We submerged into our book(s) and sat in companionable silence. We forgot all screens and beeps malfunctioning computers. After an hour of pure silence, I put on a CD (remember those?). This set of four CDs has been one of the soundtracks of my life for the last twenty years. (A great score!)
Furiously reading Martin Gilbert’s Churchill, A Life, trying to finish the 1K book before the inter-library loan ends (this is how I do marathons), the mounting crisis of Hitler’s threatened evasion of Czechoslovakia was creating inner tension.
Slowly I became aware that the music playing was such a befitting accompaniment to the words I was reading. Minor key, evocative, simply sad music. Naturally, it was Chopin. Recorded by the Slovak National Orchestra.
Make that a dozen likes. This sounds lovely. I have to reconnect with print books instead of always doing audio so I can multitask. Incidentally there was a little Olympic filler on TV about a Czech gymnast in 1968, soon after the Soviet Union invaded her country to crack down on reformist movements. The gymnast, Vera Caslavska, turned her head away when the Soviet flag was raised and anthem played—her own little silent protest.
Oh, I’m off to look her up! Thanks, Anita!

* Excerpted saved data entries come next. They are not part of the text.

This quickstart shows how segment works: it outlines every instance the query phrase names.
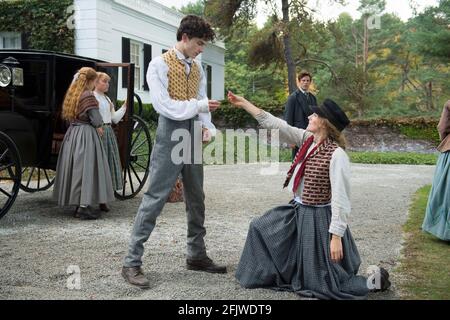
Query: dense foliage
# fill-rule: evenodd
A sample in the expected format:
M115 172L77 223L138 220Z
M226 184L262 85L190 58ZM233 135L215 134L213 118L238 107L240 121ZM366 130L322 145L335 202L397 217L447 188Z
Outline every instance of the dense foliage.
M233 20L233 10L225 10L218 21L218 27L226 29L226 88L282 113L289 92L282 21L270 16L258 29L251 20L242 22L252 17L245 13L257 10L255 1L209 2L213 12L241 8L233 18L237 25L222 24ZM280 9L280 1L268 2ZM297 70L313 73L319 102L331 97L353 119L440 115L450 97L450 0L440 0L408 21L384 13L384 0L360 0L359 19L343 13L324 22L301 9L299 14L298 7L291 8L296 17L289 25L291 49ZM235 109L223 113L235 122L245 120Z
M29 48L74 52L72 0L0 1L0 31L20 32Z

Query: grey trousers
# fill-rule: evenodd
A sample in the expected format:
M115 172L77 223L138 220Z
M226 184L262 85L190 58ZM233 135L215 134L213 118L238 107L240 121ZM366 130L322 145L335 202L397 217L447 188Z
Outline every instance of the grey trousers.
M205 194L203 192L203 164L201 161L202 133L201 126L196 120L197 118L175 121L159 116L155 146L151 154L150 182L136 214L128 254L124 260L125 267L142 265L144 243L152 233L156 218L161 214L180 173L183 177L187 213L187 258L202 259L206 257L203 239L206 230L203 226L205 221ZM189 132L190 141L184 139L184 142L186 142L184 144L180 143L183 139L172 141L172 135L177 138L176 133L183 134L183 132ZM186 148L180 148L180 145ZM196 146L194 147L194 145ZM177 161L173 161L174 153ZM179 155L184 158L181 163L179 163Z

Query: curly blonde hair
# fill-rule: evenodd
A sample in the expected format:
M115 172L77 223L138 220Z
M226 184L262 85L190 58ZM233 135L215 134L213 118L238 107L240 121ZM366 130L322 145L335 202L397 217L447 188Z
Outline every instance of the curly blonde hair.
M64 120L73 120L76 118L77 105L81 94L89 89L89 84L97 78L97 72L89 67L78 70L75 79L72 81L64 97L62 107L62 118Z
M322 123L324 125L325 131L327 133L327 136L335 141L339 147L345 150L345 147L347 145L347 140L345 139L344 134L339 131L328 119L321 118Z

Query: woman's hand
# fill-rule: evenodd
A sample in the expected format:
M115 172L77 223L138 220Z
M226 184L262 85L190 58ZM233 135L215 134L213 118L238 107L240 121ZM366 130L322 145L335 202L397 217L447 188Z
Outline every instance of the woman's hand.
M233 92L228 91L228 101L230 101L231 104L235 105L238 108L243 108L245 111L250 113L253 117L257 116L262 112L261 109L254 106L251 102L249 102L244 97L235 95Z
M331 261L338 263L344 257L344 252L342 250L342 239L337 235L331 236L330 243Z
M102 127L98 127L97 128L97 133L100 137L103 137L103 128Z
M245 99L244 97L238 96L231 91L228 91L228 101L230 101L231 104L235 105L238 108L242 108L247 103L249 103L247 101L247 99Z

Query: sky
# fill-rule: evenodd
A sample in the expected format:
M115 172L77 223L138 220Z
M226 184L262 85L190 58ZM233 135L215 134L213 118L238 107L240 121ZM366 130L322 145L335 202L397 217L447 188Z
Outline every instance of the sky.
M195 2L195 0L154 0L156 2L162 3L167 7L174 6L175 8L181 8L182 6ZM339 4L331 4L330 0L309 0L308 4L311 8L318 10L318 15L316 16L320 20L335 19L342 12L348 12L354 19L360 17L357 9L359 6L359 0L346 0L347 5L342 6ZM410 8L410 3L414 2L417 5L418 11L423 11L424 8L429 6L436 6L439 0L386 0L386 10L387 13L394 13L399 16L403 21L406 21L413 15L413 11ZM262 3L262 2L261 2ZM281 2L280 2L281 3ZM262 26L266 20L268 9L261 4L263 10L258 10L260 13L257 17L258 26ZM265 12L264 12L265 11Z

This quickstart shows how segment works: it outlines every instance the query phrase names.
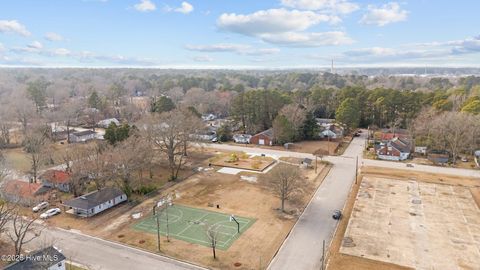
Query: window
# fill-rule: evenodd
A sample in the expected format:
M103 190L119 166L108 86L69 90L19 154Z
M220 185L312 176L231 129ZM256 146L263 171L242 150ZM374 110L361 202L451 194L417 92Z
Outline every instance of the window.
M62 262L59 262L57 266L62 267Z

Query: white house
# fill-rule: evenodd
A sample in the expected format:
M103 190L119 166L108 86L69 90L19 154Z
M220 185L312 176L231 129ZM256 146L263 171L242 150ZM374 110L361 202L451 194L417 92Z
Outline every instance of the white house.
M252 138L252 135L249 134L235 134L233 135L233 141L236 143L250 143L250 139Z
M190 134L190 138L200 141L211 141L217 137L217 133L211 130L201 130L195 134Z
M74 215L91 217L126 200L125 192L118 188L106 187L66 201L63 205L70 207Z
M97 133L93 130L78 131L70 134L70 142L72 143L87 142L95 139L96 136L97 136Z
M45 270L65 270L66 257L54 246L49 246L29 253L25 256L25 260L19 260L7 265L5 270L29 270L29 269L45 269Z
M111 123L114 123L117 126L120 125L120 121L118 121L117 118L109 118L109 119L103 119L102 121L99 121L97 123L97 126L102 128L108 128L108 126L110 126Z

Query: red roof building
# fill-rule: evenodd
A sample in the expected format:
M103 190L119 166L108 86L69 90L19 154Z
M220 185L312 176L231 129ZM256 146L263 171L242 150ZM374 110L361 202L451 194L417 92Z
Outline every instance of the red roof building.
M39 177L46 187L56 188L63 192L70 191L70 174L61 170L47 170Z
M32 206L48 198L47 190L42 184L11 180L3 185L0 195L9 202Z

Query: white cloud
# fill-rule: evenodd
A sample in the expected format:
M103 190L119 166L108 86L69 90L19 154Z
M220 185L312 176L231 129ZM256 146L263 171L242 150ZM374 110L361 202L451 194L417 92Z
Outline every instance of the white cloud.
M212 45L186 45L185 48L197 52L232 52L240 55L268 55L280 52L278 48L253 48L246 44L219 43Z
M151 0L140 0L140 3L135 4L133 7L140 12L150 12L157 9L157 6Z
M385 26L390 23L405 21L407 16L408 12L402 10L398 3L390 2L381 7L369 5L368 12L363 15L360 22L364 24Z
M69 56L72 52L65 48L58 48L53 50L53 55L55 56Z
M260 10L248 15L224 13L218 18L217 25L224 30L254 36L264 33L303 31L321 22L336 23L338 20L336 16L281 8Z
M182 2L182 5L179 8L174 9L174 11L188 14L193 11L193 6L188 2Z
M54 32L45 33L45 39L48 41L62 41L63 37L60 34Z
M208 55L200 55L200 56L195 56L193 58L193 61L195 61L195 62L212 62L213 58L208 56Z
M260 10L247 15L222 14L217 25L226 31L284 46L317 47L352 43L353 40L340 31L306 32L322 22L334 24L339 21L340 18L335 15L281 8Z
M347 0L282 0L282 5L303 10L324 10L349 14L359 9L358 4Z
M163 8L165 12L179 12L183 14L188 14L192 12L193 9L194 9L193 6L188 2L182 2L182 5L178 8L173 8L168 5Z
M28 44L27 47L34 50L40 50L43 48L43 45L39 41L35 40L34 42Z
M250 48L249 45L220 43L213 45L186 45L185 48L190 51L199 52L238 52Z
M2 43L0 43L0 52L4 52L6 50L7 50L7 48L5 48L5 46L3 46Z
M11 20L11 21L0 20L0 32L16 33L22 36L31 35L31 33L27 30L27 28L16 20Z
M291 47L320 47L352 44L353 39L345 32L332 31L320 33L285 32L280 34L264 34L261 38L270 43Z

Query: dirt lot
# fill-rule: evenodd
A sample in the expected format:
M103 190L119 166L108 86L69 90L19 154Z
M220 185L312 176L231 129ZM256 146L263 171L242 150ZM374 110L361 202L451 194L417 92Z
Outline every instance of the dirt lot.
M328 269L432 269L436 263L442 266L435 269L476 269L479 263L476 260L480 258L480 211L473 199L478 192L475 187L479 184L478 179L412 174L401 170L385 172L380 168L362 168L362 172L375 176L365 178L354 214L350 217L359 187L354 186L344 209L345 218L332 242ZM371 187L368 179L381 180L378 180L378 186ZM373 199L365 193L368 186L368 194ZM410 200L415 186L420 187L416 194L422 202L419 205ZM385 190L379 187L385 187ZM407 187L409 191L406 191ZM396 196L403 200L396 200ZM371 201L362 204L362 200ZM389 207L391 205L394 206ZM385 211L393 214L382 214ZM359 216L364 219L357 219ZM351 225L345 233L349 221ZM355 230L366 231L355 234ZM344 235L352 237L353 242L347 238L342 252L361 250L348 252L357 256L339 252ZM409 252L412 253L408 255ZM422 256L422 259L415 260L415 255Z
M221 153L209 159L214 166L263 171L275 160L271 157L249 156L243 152Z
M185 259L215 269L263 269L280 247L295 223L298 214L303 211L314 186L320 184L327 170L316 177L313 169L304 171L310 188L295 204L287 204L287 210L293 215L280 215L276 210L279 199L259 183L241 181L240 176L225 175L214 171L196 174L188 180L172 187L166 192L175 192L180 196L175 203L203 208L222 213L255 218L256 222L227 251L217 250L217 260L213 260L211 249L171 239L162 242L162 252L169 256ZM209 207L220 205L220 209ZM149 215L153 201L145 202L131 212ZM120 230L111 233L109 238L130 245L156 251L156 235L135 231L131 225L136 222L130 217L120 225ZM164 237L163 237L164 238ZM235 263L241 266L234 267Z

Hauntingly lovely music, thank you!
Our granddaughter is named Vera and of course we think it is a beautiful name. Her name is the pronunciation like the city of Veracruz, Mexico and not the English way of saying it. We listen to CDs at our house all the time and lately have been fortunate to buy some older ones at our public library bookstore, Second Hand Prose. Folks donate CDs and books there and we so enjoy going there to shop. All the money benefits the library. It is a win-win! Hope you complete your marathon before the time runs out.
It’s always a joy to hear from you, jep. I love the name of the library bookstore. (I did complete the marathon! Whew!)